According to a report on local media, the motorbikes were sold by five members of the Vietnam Association of Motorcycle Manufacturers (VAMM), namely Honda Vietnam, Yamaha Motor Vietnam, Suzuki Vietnam, Piaggio Vietnam and SYM Vietnam, in the Vietnamese market.
In the first quarter of this year, the five VAMM members sold more than 753,900 motorbikes in the market, down 6.1 percent.
Vietnam gained motorbike sales of nearly 3.4 million vehicles in 2018, breaking the record of 3.3 million units in 2011, up 3.5 percent against 2017, said the VAMM. Meanwhile, the country spent 647 million U.S. dollars importing motorbikes, components and spare parts, up 45.2 percent, according to its General Department of Vietnam Customs.
Although Vietnam’s capital Hanoi has decided to ban motorbikes from running in its urban districts from 2030, the local motorcycle market will remain stable in the near future, the VAMM forecast.

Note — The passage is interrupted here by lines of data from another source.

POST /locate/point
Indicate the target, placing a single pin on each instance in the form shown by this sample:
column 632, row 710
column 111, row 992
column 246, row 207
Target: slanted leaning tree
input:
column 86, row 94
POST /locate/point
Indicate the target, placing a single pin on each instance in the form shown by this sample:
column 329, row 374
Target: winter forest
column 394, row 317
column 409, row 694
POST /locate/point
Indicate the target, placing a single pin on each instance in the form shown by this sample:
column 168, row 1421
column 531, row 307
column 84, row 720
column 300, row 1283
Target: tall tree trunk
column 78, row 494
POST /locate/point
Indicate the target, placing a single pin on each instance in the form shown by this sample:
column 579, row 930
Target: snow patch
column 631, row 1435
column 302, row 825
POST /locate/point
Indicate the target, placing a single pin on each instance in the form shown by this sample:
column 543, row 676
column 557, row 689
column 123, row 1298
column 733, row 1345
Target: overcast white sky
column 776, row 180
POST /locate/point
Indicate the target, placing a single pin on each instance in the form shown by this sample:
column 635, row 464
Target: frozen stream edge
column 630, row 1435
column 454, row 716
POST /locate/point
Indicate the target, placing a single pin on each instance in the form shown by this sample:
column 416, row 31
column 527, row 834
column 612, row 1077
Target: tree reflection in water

Motorbikes remain the most popular means of transportation in Vietnam, which has a population of around 97 million people and 50 million registered motorbikes, according to the Ministry of Transport.
In recent years, urban dwellers in the country have preferred scooters, while their rural counterparts still have had a high demand for motorcycles.
Despite government efforts to reduce the number of motorbikes on the road to curb traffic congestion, they are here to stay – for now.
It is hard to deny motorbikes play an important role in all aspects of everyday life in Vietnam, particularly in major cities. In Hanoi and Ho Chi Minh City everyone has a motorbike to travel around the tiny streets and alleys. And the number of newly-registered vehicles is still on the rise.